Featured snippets commonly contain one listing, but more than one may appear.
How featured snippets are chosen
Featured snippets come from web search listings. Google’s automated systems determine whether a page would make a good featured snippet to highlight for a specific search request. Your feedback helps us improve our search algorithms and the quality of your search results.
Tip: If you’re a website owner, learn how to manage featured snippets in Google Search.
My follow up question was answered on this page:
How can I mark my page as a featured snippet?
You can’t. Google systems determine whether a page would make a good featured snippet for a user’s search request, and if so, elevates it.
This answer surprised me. I thought Featured Snippets were connected to Google’s Knowledge Graph and/or Knowledge Panels.
§2 Postmedia shoots the Windsor Star
Earlier this week it was announced that Postmedia was going to close the printing press and make additional job cuts to our local newspaper, The Windsor Star.
From what I can tell, no local coverage of this announcement framed these cuts by the company as a direct message to the Federal government like Canadian Dimension has done in its piece, Postmedia shoots more hostages to keep debt payments flowing to New Jersey hedge fund. It begins:
New Jersey’s largest newspaper chain shot another dozen Canadian hostages last week as the end game of its northern extortion scheme grows ever closer. If the federal government doesn’t allow Postmedia Network and the rest of the country’s press to start taking money from the pockets of Google and Facebook soon, more of the country’s captive newspapers could get whacked. That’s because the Jersey boys have just about bled dry the chain that owns most of Canada’s largest dailies. Its latest financial report shows that Postmedia is sinking fast, and it could take most of Canada’s press with it.
The former Southam newspaper chain was acquired out of bankruptcy in 2010 by New York hedge fund Goldentree Asset Management, which had bought up most of its debt on the bond market at pennies on the dollar.

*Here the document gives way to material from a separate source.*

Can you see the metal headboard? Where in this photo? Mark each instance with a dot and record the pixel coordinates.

It kept the debt on the renamed company’s books so it would be paid first every month, then took over the country’s second-largest newspaper chain, Sun Media, in 2014. Goldentree sold out to New Jersey-based Chatham Asset Management two years later in a deal that “happened so quietly,” noted the New York Times, “that Postmedia’s own financial news site described it as a debt restructuring in a report that included a single mention of Chatham as ‘one of the investors.’” That fast move flew right over the head of comatose regulators in Ottawa. “Few people noticed,” added the Times, “including some of the chain’s employees.” The deal wiped about $300 million of debt off Postmedia’s books but raised its foreign ownership to a dizzying 98 percent, with Chatham alone holding 66 percent.
§3 Consider the Time
I enjoyed this column from Sarah A. Sutherland called, Considering the Time Element in Law:
Law is a unique and important dataset: to a large degree it is a record of governance. It also tends to be conservative, so people can know what is likely to happen in the future based on what has happened in the past. Structurally, it has elements in common with other large text-based collections, such as aggregations of literary works. However, socially it has more in common with other high stakes bodies of information like medical research, with concerns like privacy and direct impact on people’s lives being necessary considerations. These attributes combine to make law as data a strange and wonderful problem to work on: this complexity is compounded by the way the law interacts with time.

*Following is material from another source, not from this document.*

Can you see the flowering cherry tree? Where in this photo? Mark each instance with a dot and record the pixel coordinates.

Thinking about the time element reminds me of this article from L.M. Sacasass: We Are Not Living in a Simulation, We Are Living In the Past:
1. On the internet, we are always living in the past.

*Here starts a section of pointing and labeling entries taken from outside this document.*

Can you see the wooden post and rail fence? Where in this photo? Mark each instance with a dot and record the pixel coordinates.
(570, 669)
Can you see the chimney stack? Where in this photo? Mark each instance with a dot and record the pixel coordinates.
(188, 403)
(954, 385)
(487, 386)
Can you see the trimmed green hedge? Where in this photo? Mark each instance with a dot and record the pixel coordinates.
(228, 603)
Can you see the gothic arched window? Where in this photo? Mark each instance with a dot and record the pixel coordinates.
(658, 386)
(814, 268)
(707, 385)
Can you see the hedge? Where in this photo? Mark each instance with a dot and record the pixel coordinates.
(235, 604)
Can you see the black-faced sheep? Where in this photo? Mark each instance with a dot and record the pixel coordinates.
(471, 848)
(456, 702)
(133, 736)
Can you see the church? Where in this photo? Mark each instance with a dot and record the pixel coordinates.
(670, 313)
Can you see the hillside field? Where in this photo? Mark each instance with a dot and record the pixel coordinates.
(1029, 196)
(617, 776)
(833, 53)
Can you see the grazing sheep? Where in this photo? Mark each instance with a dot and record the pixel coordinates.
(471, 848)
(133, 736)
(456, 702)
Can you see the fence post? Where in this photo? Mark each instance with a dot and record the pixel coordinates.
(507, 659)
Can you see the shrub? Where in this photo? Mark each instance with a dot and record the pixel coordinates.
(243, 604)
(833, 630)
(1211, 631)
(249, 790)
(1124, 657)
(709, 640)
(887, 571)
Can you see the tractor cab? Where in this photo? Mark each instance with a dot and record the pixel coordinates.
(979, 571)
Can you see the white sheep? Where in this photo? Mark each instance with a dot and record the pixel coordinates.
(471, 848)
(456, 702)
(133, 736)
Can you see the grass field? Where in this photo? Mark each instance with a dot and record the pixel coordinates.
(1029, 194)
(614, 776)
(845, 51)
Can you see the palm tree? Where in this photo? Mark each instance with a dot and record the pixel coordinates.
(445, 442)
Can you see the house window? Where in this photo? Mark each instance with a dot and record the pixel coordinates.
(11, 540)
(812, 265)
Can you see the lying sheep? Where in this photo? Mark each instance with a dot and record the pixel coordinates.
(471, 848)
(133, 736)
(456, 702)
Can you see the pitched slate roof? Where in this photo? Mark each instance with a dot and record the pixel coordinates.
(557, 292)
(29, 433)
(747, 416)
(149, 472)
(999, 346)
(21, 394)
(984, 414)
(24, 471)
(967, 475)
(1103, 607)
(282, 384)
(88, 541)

The internet, as a mediator of human interactions, is not a place, it is a time. It is the past. I mean this in a literal sense. The layers of artifice that mediate our online interactions mean that everything that comes to us online comes to us from the past—sometimes the very recent past, but the past nonetheless. This is so because …
2. On the internet, all actions are inscriptions.
These inscriptions include verbal expressions as well as images, audio, videos, memes, likes, shares, buttons hovered over, forms filled but never submitted, location data, etc. The inscriptions are legible either to humans or to machines, or to both. The fundamental fact of our online experience is that we are at all times expanding the massive reservoirs of the documented past. By contrast, consider the evanescent spoken word, part of which has already vanished before it is fully articulated by the speaker…
I do not have the capacity nor the bandwidth to consider what the internet can learn from Law in terms of understanding the context of time (or vice versa) but I’d happily read such an article … when I have the time.